Event

PhD Dissertation Defense: Nick Pirolli

Wednesday, December 18, 2024
1:30 p.m.
AJC 4104 (4th floor conference room)
Rachel Chang
301 405 8268
rachel53@umd.edu

Title: Development of Lactic Acid Bacterial Extracellular Vesicle Therapeutics for Inflammatory Bowel Diseases

Committee members:

Dr. Steven Jay, Chair
Dr. William Bentley, Co-Chair
Dr. Katharina Maisel
Dr. Brantley Hall
Dr. Amy Karlsson, Dean’s Representative

Abstract:

Bacterial cell therapies (probiotics) have gained significant attention as a novel therapeutic approach for inflammatory bowel diseases (IBD) by targeting microbiome-gut immune dysfunction underlying IBD pathology. Despite their potential, limited efficacy, likely resulting from unpredictable cell viability after administration and dosing limitations imposed by high cellular biomass, have hindered widespread adoption of probiotics for IBD treatment.

Bacterial extracellular vesicles (BEVs), cell-secreted nanovesicles, have emerged as promising alternatives to cell therapies. BEVs can provide the benefits from therapeutic bacteria without the limitations; they are nonliving and nonreplicating, obviating viability and infection risks, and their dramatically smaller size (~1/1000th the volume of cells) enables access to gastrointestinal cells that mediate IBD pathology (epithelial cells and macrophages) and eliminate limits on dosing. However, to date, development of therapeutic BEVs has been limited by critical challenges: i) prohibitively low production yields caused by low biogenesis rates, and ii) poorly scalable, inefficient purification methods that compromise therapeutic potency and safety. Therefore, this project aimed to address low BEV production yields and potency, towards enabling clinical translation of effective, safe, convenient, and affordable BEV IBD therapeutics.

First, we demonstrated that existing "gold standard" BEV purification methods co-isolate protein impurities, which can reduce potency, present safety concerns, and lead to unreliable dosing. To address this, we implemented a two-step purification process combining charge-based high-performance anion exchange chromatography with size-based tangential flow filtration. This approach successfully removed impurities and enhanced the in vitro anti-inflammatory potency of BEVs.

Next, we identified a bacterial species, Lactiplantibacillus plantarum, that produces BEVs with efficacy in a preclinical mouse model of IBD (acute dextran sulfate sodium (DSS)-induced colitis).

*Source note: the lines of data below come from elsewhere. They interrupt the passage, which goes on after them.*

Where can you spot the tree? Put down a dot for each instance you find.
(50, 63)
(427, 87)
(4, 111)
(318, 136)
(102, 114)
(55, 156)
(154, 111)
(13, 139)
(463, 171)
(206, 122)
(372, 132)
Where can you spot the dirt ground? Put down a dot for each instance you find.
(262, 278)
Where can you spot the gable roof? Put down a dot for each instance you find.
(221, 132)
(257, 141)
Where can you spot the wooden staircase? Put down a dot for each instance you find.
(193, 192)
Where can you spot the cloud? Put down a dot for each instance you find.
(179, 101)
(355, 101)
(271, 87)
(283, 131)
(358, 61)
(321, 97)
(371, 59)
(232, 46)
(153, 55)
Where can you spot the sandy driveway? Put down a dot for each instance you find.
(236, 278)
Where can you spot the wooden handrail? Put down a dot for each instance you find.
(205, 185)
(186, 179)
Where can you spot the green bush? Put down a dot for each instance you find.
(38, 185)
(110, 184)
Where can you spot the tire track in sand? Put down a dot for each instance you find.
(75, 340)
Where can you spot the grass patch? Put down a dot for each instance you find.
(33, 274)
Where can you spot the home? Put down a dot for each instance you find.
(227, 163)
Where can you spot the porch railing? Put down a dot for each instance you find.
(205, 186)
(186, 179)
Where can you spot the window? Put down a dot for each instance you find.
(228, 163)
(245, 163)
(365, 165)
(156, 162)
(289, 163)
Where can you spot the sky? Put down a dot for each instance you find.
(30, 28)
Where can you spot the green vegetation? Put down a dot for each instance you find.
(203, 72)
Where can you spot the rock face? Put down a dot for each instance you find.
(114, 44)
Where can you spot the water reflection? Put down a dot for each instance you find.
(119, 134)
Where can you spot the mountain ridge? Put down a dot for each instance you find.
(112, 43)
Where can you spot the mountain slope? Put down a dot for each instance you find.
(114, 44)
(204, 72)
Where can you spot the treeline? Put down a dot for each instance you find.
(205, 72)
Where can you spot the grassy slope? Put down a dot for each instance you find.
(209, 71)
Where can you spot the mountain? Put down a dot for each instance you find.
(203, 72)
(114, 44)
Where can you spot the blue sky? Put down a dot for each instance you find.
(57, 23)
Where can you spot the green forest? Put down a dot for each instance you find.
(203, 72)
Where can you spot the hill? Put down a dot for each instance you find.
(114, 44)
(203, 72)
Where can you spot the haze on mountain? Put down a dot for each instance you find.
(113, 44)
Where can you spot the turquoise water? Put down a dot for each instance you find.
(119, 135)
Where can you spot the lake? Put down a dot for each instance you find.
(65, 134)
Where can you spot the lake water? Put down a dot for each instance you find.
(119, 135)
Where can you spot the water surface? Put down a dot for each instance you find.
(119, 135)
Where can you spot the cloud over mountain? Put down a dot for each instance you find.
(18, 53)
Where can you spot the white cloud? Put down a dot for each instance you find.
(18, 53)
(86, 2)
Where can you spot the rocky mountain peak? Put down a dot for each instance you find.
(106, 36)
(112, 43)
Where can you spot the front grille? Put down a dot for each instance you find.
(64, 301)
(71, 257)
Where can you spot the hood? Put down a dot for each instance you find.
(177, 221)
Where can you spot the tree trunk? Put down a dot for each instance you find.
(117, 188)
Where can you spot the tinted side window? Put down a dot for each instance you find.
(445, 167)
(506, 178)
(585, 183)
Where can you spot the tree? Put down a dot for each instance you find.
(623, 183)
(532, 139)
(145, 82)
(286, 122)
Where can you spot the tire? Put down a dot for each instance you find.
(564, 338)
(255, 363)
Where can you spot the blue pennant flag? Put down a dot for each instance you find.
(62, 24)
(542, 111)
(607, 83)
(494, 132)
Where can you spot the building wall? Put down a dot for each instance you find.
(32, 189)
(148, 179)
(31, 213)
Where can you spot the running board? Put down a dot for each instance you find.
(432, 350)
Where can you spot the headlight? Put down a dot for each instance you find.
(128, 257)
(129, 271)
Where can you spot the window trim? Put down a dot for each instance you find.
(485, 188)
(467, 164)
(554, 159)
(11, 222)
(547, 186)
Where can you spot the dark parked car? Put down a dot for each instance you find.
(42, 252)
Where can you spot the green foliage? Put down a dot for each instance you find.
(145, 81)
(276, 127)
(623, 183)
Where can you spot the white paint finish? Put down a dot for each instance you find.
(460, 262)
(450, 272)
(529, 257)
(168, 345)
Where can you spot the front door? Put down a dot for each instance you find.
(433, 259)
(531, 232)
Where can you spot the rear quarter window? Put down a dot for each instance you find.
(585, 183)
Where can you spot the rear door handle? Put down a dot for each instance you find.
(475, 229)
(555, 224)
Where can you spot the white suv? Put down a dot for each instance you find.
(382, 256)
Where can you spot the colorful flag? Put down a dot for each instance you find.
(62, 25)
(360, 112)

Then, leveraging genetic engineering, we exploited a natural route of BEV biogenesis to develop a hypervesiculating strain of L. plantarum, achieving a 22-fold increase in BEV production yield in 3-fold less time (66-fold increased production rate). Critically, these high-yield BEVs retained therapeutic efficacy in the acute DSS mouse IBD model. This meaingful yield increase brings BEV biomanufacturing above a critical threshold to enable cost-effective development and widespread societal access to BEV therapeutics. 

Overall, this work establishes foundational technologies and scalable processes that directly address major challenges limiting BEV clinical translation, paving the way for development of BEV therapeutics for IBD.